Run evidence collectors¶
Collectors are how Evidentia learns what your real systems actually do. Each one
makes an outbound, authenticated call to an external system — AWS, GitHub, Okta, a
SQL database, a SaaS GRC platform — and returns a list of SecurityFinding records
mapped to control families. This guide covers the full collector surface: the
evidentia collect command group on the CLI, and the credentialed Collect
screen in the web console.
This is the operator reference for the whole collector matrix. If you have never run a collector before, start with the gentler end-to-end walkthrough in Getting started → Your first evidence collection, which wires the GitHub collector start-to-finish; this guide assumes you already understand that shape and focuses on the breadth of providers, the credential model, and the network/SSRF guards.
What this surface is for¶
- Pull live posture from a source system and turn it into control-mapped
findings you can fold into a gap analysis (
--format oscal-ar) or convert to OCSF for a SIEM. - Cover many providers — cloud (AWS), code (GitHub), identity (Okta), data stores (PostgreSQL, MySQL, SQLite, MS SQL, Oracle, Databricks, Snowflake), and vendor-risk platforms (Vanta, Drata, BitSight, SecurityScorecard).

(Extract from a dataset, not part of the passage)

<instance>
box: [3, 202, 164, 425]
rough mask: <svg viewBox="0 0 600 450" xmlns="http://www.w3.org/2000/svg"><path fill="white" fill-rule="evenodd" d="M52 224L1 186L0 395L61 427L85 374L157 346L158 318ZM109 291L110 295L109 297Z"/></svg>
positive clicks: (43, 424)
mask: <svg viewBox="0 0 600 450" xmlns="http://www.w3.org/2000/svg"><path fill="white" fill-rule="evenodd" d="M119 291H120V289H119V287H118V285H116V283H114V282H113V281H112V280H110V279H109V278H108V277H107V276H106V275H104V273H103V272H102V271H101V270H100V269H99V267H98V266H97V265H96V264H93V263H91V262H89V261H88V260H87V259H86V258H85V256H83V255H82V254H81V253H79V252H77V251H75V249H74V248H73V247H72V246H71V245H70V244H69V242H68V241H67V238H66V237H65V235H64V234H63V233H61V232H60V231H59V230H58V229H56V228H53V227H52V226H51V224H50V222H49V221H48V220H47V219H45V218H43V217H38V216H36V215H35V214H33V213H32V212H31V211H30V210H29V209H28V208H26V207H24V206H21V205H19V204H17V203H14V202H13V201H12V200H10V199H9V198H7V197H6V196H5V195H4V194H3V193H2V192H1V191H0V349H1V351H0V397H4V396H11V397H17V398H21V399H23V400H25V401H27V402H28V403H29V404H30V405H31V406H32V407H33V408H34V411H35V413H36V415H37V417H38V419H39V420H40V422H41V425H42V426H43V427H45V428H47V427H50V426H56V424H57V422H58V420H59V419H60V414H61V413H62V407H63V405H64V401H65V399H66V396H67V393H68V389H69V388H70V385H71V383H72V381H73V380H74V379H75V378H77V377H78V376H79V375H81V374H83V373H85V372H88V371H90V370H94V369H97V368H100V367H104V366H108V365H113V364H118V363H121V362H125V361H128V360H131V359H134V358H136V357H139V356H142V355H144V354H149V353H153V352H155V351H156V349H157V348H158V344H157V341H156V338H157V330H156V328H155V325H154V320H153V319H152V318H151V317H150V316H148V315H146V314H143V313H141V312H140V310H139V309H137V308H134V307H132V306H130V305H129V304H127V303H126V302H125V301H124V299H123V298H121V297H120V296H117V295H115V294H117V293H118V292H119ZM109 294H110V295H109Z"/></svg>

- Ingest or convert OCSF — pull third-party OCSF findings in (
collect ocsf) or push Evidentia findings out to an OCSF bundle (collect convert).
Every credentialed collector is read-only by design. The SQL adapters even run
a write-privilege probe on first connect and emit an EVIDENTIA-WRITE-PRIV-DETECTED
finding (mapped to NIST AC-6) if they find more access than they should have.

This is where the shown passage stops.